Senna cladophylla

Scientific classification
- Kingdom: Plantae
- Clade: Tracheophytes
- Clade: Angiosperms
- Clade: Eudicots
- Clade: Rosids
- Order: Fabales
- Family: Fabaceae
- Subfamily: Caesalpinioideae
- Genus: Senna
- Species: S. cladophylla
- Binomial name: Senna cladophylla (W.Fitzg.) Randell
- Synonyms: Cassia cladophylla W.Fitzg.; Cassia oligoclada auct. non F.Muell.: Symon, D.E.;

= Senna cladophylla =

- Authority: (W.Fitzg.) Randell
- Synonyms: Cassia cladophylla W.Fitzg., Cassia oligoclada auct. non F.Muell.: Symon, D.E.

Species of legume

Senna cladophylla is a species of flowering plant in the family Fabaceae and native to Western Australia and the Northern Territory. It is a perennial herb or undershrub with pinnate leaves with two or three pairs of broadly elliptic leaflets, and yellow flowers arranged in pairs, with ten fertile stamens in each flower.

==Description==
Senna cladophylla is a spreading, perennial herb or subshrub that typically grows to a height of up to 30 cm, its stems and foliage softly-hairy. The leaves are pinnate, 30–50 mm long on a petiole 5–8 mm long with two or three pairs of broadly elliptic leaflets 12–15 mm long and 8–10 mm wide. There are persistent heart-shaped or ear-shaped stipules at the base of the petioles. The flowers are yellow and arranged in pairs in leaf axils on a peduncle 25–30 mm long, each flower on a pedicel 10–12 mm long. The petals are 6–8 mm long and there are ten fertile stamens, the anthers 4–5 mm long and of different lengths. Flowering occurs from February to July, and the fruit is a flattened, curved pod 25–40 mm long.

==Taxonomy==
This species was first formally described in 1918 by William Vincent Fitzgerald who gave it the name Cassia cladophylla in the Journal and Proceedings of the Royal Society of Western Australia.

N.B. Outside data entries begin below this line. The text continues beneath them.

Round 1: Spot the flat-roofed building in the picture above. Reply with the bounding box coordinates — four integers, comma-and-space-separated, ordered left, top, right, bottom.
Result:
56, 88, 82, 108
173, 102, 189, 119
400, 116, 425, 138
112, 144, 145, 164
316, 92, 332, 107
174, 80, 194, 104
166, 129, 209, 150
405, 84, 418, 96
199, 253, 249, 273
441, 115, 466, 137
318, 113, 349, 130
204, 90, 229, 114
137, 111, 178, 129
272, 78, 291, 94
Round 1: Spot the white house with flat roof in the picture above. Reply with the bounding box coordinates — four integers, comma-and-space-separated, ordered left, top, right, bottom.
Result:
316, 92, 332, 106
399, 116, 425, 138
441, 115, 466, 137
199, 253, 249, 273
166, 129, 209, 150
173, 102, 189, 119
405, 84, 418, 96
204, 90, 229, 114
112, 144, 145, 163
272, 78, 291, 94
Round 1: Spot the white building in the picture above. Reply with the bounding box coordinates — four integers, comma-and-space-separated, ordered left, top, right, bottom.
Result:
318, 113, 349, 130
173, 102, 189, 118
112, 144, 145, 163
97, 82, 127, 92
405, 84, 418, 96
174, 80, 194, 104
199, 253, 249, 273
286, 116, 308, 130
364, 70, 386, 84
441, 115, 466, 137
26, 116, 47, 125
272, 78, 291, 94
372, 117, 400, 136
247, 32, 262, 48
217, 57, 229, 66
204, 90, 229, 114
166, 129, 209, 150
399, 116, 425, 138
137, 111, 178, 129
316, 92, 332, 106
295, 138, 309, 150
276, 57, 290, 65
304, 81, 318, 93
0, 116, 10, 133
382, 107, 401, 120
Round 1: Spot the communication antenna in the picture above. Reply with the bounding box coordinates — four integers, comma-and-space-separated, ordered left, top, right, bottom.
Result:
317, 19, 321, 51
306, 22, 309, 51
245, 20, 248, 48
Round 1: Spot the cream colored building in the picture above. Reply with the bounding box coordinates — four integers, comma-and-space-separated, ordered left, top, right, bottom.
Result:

In 1998, Barbara Rae Randell and Bryan Alwyn Barlow transferred the species to Senna as Senna cladophylla in the Flora of Australia. The specific epithet (cladophylla) refers to the individual leaves resembling a short, leafy branch.

==Distribution and habitat==
Senna cladophylla grows in moist, rocky soil in the Kimberley region of northern Western Australia and in Arnhem Land in the Northern Territory.